I’ve been longing to see some tall trees. Today we had a day off from school so we drove over to Henry Cowell Redwoods State Park. It’s a really beautiful state park with lots of trails, camping and beautiful trees. The sky was blue overhead, the ground was soft and slightly muddy here and there from the rain last week, should have worn my hiking boots. The trail is a short one, it takes you around a little less than a mile into a Redwood forest canopy. Before we knew it we were shivering because it was cold!
We like to read the trail brochure at every stop and we enjoy looking for any creatures that might happen to be around.
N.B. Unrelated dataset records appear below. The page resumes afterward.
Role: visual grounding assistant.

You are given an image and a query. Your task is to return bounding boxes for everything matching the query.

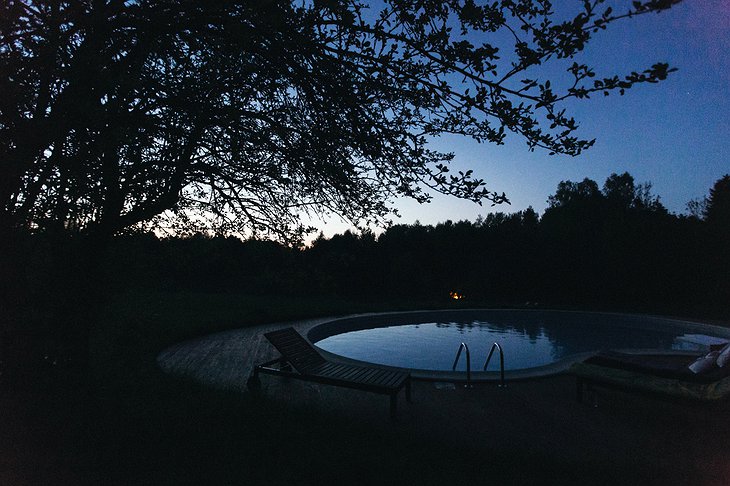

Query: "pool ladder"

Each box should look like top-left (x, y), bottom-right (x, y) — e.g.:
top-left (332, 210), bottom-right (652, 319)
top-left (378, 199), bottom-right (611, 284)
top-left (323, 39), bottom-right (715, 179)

top-left (451, 343), bottom-right (507, 388)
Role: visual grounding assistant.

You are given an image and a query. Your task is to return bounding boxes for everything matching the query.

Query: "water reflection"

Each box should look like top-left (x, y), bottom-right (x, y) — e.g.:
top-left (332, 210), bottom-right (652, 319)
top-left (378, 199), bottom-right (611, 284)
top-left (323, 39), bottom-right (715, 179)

top-left (317, 311), bottom-right (723, 370)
Today we were looking for the elusive banana slug! Just when we thought we would not see one, there it was laying on a tree stump. Ok, so they aren’t totally pretty but they are California’s State Slug, yes we have a state slug now, the Banana Slug.
So I enjoy a drive when I’m sad and I’ve been sad. Sometimes you just kind of have to power through the days. School doesn’t stop, things your family needs don’t stop, and time has no intention or interest in giving you a breather. Sometimes you just have to force time to your will and say No, I think we’ll take a break and see some trees and the sea, and so we did just that.
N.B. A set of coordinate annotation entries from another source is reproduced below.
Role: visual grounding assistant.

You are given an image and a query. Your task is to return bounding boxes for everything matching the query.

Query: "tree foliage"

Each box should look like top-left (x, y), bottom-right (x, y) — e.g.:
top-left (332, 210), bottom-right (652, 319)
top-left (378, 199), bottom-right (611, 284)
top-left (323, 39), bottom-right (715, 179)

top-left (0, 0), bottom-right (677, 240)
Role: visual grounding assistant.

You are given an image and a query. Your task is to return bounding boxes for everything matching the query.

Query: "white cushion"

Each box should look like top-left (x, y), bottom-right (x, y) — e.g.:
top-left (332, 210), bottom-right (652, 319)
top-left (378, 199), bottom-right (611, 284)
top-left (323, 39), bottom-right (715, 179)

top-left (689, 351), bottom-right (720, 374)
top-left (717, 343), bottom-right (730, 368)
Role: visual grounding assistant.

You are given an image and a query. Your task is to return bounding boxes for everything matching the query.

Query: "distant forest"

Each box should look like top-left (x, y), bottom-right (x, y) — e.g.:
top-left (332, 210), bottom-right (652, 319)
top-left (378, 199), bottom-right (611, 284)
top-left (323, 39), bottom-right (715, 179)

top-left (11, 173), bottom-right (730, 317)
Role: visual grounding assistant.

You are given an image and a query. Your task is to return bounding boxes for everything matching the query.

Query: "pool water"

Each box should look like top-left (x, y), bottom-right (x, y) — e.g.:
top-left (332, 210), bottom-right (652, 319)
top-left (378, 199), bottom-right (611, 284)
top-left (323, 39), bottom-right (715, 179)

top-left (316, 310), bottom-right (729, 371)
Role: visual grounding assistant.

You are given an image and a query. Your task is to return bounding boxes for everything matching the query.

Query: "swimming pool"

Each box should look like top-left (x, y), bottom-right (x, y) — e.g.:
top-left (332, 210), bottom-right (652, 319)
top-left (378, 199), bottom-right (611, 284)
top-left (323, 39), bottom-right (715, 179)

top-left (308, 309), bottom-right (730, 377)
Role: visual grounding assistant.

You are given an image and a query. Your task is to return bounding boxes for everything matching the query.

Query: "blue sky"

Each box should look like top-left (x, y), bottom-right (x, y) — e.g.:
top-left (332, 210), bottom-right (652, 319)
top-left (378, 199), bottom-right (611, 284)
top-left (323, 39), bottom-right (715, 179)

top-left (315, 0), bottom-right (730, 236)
I’m still sad but I have many valid reasons to be sad. My daughter had a friend pass away a few weeks ago. Her halted cries and shallow breath while she tried to get the words out to tell me are a vivid memory. I’m grateful to be the person she calls and I was sad that I could not leave where I was, hop in the car and drive to her and hug her and tell her I love her and how so sorry I was for her. Jesus was good to me that day and she was surrounded by many friends and teachers who were His arms for her, until mine also could be.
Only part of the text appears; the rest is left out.